Section 1.1.7 of the new App Store policy dictates that developers “disallow custom review prompts” going forward. In the coming weeks, all apps will be required to implement Apple’s App Store rating API.
“Use the provided API to prompt users to review your app; this functionality allows customers to provide an App Store rating and review without the inconvenience of leaving your app, and we will disallow custom review prompts,” the revised guidelines state.
The new rating API, which Apple introduced during the iOS 10.3 beta period in May, has its benefits — most notably a built-in one-to-five scale that let users quickly rate an app without having to minimize it, open the App Store, and publish a review from there. But it is not perfect — 9to5Mac points out that it imposes strict limits on how often a rating prompt can be displayed. Pop-ups can only appear three times a year, and at least one year after a user leaves a review or a new version of the app has been released.
And the rating API lets users can switch prompts altogether. Apps that use it are affected by the global iTunes notification setting, which can be toggled in Settings, then iTunes & App Store, then In-App Ratings & Reviews.

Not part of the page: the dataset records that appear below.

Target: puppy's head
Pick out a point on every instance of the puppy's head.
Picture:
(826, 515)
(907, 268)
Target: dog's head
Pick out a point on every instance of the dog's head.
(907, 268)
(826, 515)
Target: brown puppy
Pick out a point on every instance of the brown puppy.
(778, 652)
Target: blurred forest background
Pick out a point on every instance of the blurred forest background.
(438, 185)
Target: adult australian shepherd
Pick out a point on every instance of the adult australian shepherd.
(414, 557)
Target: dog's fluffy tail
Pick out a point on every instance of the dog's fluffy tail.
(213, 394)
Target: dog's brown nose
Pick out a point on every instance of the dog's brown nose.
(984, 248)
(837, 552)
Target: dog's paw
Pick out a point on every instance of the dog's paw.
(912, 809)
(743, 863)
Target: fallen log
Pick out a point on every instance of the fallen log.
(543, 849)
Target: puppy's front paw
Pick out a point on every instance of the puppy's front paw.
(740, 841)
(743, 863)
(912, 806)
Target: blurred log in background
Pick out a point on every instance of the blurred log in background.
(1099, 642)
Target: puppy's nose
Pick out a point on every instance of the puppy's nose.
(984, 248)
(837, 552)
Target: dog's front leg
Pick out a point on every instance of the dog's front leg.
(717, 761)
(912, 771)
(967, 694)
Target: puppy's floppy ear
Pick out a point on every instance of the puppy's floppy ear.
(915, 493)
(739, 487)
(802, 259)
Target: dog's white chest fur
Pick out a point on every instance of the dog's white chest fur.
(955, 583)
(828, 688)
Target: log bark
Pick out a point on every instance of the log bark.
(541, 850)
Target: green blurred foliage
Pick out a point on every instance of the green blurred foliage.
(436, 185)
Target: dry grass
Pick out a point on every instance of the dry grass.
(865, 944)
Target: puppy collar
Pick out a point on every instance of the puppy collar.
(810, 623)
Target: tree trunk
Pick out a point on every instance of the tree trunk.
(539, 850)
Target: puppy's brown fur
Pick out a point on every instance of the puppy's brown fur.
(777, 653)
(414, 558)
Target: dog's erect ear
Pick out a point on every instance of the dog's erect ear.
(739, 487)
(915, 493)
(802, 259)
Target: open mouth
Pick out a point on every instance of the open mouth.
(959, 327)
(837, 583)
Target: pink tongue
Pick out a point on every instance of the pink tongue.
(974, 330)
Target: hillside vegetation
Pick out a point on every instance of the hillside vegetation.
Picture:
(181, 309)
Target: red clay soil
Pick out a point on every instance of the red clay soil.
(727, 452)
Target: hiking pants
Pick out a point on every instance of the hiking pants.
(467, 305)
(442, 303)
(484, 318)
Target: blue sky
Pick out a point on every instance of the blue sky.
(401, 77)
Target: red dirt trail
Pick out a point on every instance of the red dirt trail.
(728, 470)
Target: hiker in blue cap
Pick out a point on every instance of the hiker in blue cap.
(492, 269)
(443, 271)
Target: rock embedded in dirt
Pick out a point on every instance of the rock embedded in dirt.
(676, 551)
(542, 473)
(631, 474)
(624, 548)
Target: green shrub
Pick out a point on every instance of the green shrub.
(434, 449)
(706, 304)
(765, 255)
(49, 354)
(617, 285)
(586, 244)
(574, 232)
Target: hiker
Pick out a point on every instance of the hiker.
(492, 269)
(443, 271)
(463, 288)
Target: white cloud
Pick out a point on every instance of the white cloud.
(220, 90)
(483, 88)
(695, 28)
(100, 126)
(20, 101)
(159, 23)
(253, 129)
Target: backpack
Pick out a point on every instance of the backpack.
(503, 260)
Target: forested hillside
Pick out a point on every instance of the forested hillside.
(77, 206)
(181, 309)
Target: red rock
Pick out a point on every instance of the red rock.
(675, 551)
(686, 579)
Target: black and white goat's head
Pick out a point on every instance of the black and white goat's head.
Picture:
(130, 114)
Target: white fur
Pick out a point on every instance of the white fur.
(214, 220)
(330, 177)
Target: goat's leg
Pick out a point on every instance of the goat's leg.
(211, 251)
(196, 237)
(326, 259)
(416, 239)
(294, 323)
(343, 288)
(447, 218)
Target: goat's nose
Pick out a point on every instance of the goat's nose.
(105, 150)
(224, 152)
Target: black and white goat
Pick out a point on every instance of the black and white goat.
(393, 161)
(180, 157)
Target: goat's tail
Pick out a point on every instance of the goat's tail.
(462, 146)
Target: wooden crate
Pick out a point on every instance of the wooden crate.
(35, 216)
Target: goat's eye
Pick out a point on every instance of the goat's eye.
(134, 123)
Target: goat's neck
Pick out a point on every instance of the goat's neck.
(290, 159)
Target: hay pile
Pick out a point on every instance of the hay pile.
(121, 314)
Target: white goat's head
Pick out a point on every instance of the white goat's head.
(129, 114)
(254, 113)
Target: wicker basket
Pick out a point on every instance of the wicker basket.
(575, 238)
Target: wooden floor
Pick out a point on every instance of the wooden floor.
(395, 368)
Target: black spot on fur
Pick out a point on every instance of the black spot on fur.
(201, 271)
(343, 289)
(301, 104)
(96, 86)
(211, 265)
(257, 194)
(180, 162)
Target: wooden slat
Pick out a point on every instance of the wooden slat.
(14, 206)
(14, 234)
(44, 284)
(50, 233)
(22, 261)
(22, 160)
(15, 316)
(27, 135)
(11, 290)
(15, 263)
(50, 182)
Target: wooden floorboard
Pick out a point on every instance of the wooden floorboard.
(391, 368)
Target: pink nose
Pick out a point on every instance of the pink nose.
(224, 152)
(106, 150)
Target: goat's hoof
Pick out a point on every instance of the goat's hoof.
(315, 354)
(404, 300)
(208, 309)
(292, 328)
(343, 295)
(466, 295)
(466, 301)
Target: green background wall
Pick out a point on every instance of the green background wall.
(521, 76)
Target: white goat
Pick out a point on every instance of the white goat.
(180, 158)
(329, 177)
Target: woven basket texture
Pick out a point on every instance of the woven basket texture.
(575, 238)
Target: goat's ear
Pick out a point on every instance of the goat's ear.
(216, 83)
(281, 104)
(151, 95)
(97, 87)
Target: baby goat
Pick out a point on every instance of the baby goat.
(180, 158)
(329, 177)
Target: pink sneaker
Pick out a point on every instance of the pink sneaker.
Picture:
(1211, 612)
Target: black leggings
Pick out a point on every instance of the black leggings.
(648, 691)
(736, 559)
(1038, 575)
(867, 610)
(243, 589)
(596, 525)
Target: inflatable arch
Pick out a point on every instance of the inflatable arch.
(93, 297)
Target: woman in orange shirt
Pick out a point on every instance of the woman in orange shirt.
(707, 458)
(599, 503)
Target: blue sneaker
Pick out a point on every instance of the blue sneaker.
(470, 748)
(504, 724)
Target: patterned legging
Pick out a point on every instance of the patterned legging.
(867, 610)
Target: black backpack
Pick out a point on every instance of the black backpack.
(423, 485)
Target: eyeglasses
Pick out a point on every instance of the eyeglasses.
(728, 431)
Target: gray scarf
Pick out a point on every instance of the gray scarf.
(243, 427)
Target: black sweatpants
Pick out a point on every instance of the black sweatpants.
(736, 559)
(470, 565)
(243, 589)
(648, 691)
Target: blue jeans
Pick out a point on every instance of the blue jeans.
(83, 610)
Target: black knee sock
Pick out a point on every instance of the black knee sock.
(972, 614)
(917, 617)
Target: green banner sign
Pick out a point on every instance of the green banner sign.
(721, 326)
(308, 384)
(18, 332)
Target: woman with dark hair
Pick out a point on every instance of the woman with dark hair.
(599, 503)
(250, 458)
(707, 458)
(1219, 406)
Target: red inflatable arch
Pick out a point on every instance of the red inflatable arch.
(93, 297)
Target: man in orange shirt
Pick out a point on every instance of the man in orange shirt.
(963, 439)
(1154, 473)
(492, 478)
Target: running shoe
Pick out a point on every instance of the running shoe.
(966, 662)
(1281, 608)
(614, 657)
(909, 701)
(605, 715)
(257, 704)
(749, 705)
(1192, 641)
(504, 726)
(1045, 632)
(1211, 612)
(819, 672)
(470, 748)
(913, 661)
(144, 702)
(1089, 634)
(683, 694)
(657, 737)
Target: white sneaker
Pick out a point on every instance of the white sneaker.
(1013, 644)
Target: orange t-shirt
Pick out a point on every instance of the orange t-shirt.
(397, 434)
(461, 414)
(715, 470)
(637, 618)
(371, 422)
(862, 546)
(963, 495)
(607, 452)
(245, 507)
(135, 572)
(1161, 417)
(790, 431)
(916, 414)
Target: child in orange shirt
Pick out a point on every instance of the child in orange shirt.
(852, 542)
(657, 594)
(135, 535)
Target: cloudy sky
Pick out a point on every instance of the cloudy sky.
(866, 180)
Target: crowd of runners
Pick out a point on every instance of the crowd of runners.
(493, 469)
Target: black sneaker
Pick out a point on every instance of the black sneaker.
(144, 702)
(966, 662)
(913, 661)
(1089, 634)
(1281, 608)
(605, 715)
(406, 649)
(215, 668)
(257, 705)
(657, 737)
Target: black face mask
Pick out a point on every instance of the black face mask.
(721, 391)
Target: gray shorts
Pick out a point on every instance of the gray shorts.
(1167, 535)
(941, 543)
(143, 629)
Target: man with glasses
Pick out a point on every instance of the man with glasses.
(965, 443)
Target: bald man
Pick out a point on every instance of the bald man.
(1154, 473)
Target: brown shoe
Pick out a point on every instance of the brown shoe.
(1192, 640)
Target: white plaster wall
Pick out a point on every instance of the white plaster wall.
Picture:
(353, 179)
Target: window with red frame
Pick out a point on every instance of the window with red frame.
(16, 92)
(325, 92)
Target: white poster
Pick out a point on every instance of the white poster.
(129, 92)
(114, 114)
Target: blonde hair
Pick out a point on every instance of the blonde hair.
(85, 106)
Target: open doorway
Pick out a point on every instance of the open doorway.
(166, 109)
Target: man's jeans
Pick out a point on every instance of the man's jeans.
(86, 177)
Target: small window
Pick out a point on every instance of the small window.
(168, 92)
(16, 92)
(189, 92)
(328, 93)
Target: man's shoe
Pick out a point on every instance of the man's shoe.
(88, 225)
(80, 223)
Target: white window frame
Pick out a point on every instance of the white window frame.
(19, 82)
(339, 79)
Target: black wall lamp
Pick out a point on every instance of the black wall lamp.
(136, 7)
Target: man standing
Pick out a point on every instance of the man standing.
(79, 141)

Those drawbacks may have developers shaking their heads, but Apple addressed a few of the development community’s complaints in iOS 11. Now, developers can respond to user reviews in order to offer follow-up questions or express thanks. (Users can sign up to receive email alerts that arrive if a developer responds to their review.) Beefed-up search tools make finding reviews from users in different countries easier, and new reviews now filter into the iTunes Connect dashboard where developers manage the apps they offer for download on the App Store.
Apple also changed the way reviews work. In the past, releasing an app update would reset an app’s App Store star rating — which was based on reviews for the current version of the app rather than the all-versions aggregate — back to zero. From iOS 11, developers can preserve their star ratings across updates.
Despite Apple’s best efforts, app ratings manipulation continues to dog the App Store. In 2015, images from Chinese social media network Weibo showed an employee sitting in front of a bank of iPhones, installing apps, and rating them positively — reportedly in exchange for fees ranging from $11,200 to $65,000.